Predictor correlations and statistical power
Setting a correlation tells MCPower to generate two predictors that move together rather than independently, the way real predictors usually do (income and education, age and experience). This cuts both ways for power: shared variance gives each predictor less unique variance, so a main effect needs a larger sample to reach the same power — but it makes their product more variable, so an interaction often needs a smaller one. Only the strength \(|r|\) matters, not the sign.
Why correlation cuts both ways
The effect of correlated predictors on power depends on what you are testing:
- Main effects — correlation reduces power. Shared variance means less unique variance per predictor, so standard errors grow.
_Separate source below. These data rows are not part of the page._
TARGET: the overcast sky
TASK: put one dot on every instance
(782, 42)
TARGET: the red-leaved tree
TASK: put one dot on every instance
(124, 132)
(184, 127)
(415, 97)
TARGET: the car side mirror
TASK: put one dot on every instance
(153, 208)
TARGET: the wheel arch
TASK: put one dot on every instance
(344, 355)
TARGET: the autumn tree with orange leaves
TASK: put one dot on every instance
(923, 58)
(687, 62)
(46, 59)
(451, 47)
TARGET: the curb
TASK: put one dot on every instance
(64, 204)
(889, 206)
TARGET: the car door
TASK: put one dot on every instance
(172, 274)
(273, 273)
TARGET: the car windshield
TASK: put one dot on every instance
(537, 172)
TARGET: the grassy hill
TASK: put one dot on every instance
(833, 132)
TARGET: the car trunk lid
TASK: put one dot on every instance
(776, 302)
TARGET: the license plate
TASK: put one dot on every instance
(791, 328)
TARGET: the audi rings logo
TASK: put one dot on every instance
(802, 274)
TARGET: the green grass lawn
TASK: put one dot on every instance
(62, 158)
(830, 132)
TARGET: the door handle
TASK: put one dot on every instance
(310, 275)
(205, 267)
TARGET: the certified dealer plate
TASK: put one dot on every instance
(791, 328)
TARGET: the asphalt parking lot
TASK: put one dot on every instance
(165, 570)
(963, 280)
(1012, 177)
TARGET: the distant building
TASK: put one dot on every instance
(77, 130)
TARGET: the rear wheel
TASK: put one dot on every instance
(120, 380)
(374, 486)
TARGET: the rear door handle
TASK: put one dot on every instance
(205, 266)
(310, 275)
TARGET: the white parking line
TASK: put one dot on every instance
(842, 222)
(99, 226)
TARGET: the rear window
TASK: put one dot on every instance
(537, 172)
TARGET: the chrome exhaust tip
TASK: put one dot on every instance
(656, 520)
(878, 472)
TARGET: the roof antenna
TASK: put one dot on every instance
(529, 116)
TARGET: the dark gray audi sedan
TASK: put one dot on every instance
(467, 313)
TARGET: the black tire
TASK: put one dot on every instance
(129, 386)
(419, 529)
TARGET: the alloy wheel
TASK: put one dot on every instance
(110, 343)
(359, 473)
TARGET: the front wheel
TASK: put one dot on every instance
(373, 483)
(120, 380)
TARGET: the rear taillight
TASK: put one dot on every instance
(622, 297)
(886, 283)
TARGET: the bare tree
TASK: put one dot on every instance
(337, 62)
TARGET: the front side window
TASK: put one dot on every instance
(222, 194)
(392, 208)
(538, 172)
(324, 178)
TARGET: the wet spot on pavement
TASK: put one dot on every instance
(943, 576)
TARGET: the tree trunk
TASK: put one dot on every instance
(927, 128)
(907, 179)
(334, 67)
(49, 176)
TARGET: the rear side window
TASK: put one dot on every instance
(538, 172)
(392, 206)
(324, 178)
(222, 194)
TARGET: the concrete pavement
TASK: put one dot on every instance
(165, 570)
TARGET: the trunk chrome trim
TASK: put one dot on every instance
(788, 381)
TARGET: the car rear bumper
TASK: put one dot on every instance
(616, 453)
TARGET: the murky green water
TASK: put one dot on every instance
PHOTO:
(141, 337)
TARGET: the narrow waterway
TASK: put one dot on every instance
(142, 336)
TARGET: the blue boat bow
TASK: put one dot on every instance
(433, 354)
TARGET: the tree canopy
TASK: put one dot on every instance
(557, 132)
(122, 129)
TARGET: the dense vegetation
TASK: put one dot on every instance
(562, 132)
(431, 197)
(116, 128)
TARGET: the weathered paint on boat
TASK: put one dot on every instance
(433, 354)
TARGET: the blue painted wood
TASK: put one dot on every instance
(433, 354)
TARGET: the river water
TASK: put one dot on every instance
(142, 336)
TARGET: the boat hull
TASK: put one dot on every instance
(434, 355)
- Interaction effects — correlation increases power. Correlated predictors produce a more variable product term, and a more variable interaction is easier to detect.
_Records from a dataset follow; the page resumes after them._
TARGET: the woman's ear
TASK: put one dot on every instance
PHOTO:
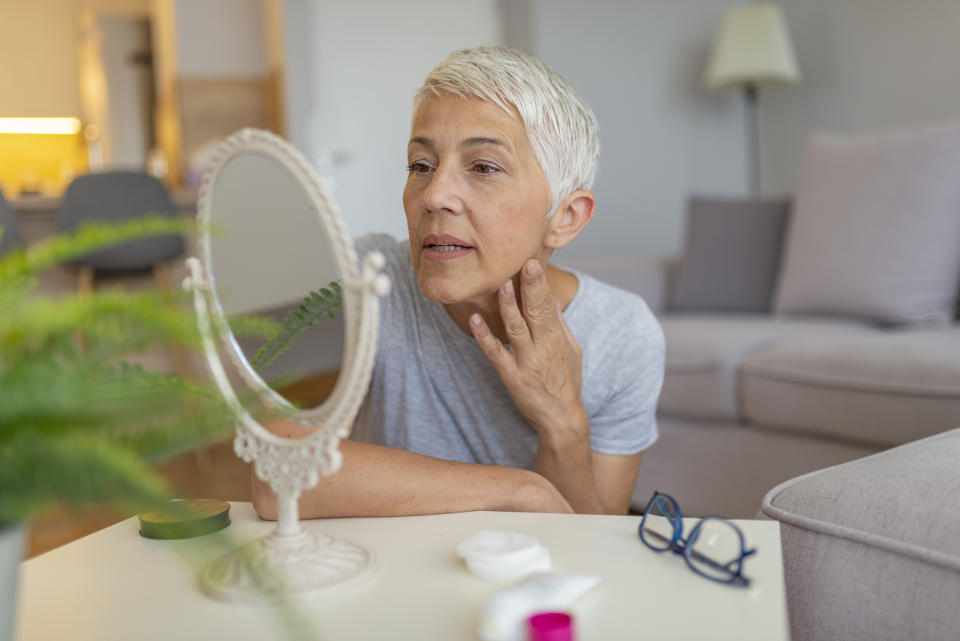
(573, 214)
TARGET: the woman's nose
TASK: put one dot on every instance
(442, 194)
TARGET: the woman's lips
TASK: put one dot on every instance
(444, 247)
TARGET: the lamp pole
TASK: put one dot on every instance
(750, 93)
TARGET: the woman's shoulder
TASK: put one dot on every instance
(609, 312)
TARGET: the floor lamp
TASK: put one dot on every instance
(752, 48)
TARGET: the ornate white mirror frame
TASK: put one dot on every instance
(289, 560)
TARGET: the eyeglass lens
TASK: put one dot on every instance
(658, 525)
(715, 549)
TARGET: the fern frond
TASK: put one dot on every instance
(87, 238)
(76, 470)
(319, 304)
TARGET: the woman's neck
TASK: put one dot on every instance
(563, 285)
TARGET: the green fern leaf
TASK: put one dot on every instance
(315, 306)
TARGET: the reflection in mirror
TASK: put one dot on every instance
(270, 257)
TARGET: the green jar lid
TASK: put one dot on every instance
(185, 518)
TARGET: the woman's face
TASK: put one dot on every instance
(476, 199)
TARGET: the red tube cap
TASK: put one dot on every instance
(551, 626)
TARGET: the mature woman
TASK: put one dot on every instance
(501, 381)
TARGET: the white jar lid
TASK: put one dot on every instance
(502, 556)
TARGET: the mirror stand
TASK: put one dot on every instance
(290, 560)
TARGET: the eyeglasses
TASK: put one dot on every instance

The sign of the correlation (and of the effects) does not change this — only \(|r|\) matters. In a model with both main effects and an interaction, correlation creates a trade-off: the main effects want more observations while the interaction wants fewer.
MCPower generates correlated predictors and then transforms each to its target distribution while preserving the correlation structure.
A correlation you set yourself is treated as a latent (Gaussian) correlation — exact for normally-distributed predictors. When MCPower instead measures a correlation from uploaded data (partial mode), it targets the rank (Spearman) correlation of your data, not the Pearson one, because redrawing each predictor through its empirical shape preserves rank order rather than linear scale.
The matrix must be consistent (PSD)
MCPower validates every correlation you supply before any simulation runs, and rejects impossible input on three levels:
- Each pair must be in range. A correlation must lie in \([-1, 1]\); a stray
corr(a, b)=1.5fails withcorrelation pair (a, b): value must be in [-1, 1], got 1.5. - A full matrix must be well-formed. If you pass a matrix it must be square, symmetric, and have an all-1s diagonal — MCPower errors loudly rather than silently coercing a malformed one.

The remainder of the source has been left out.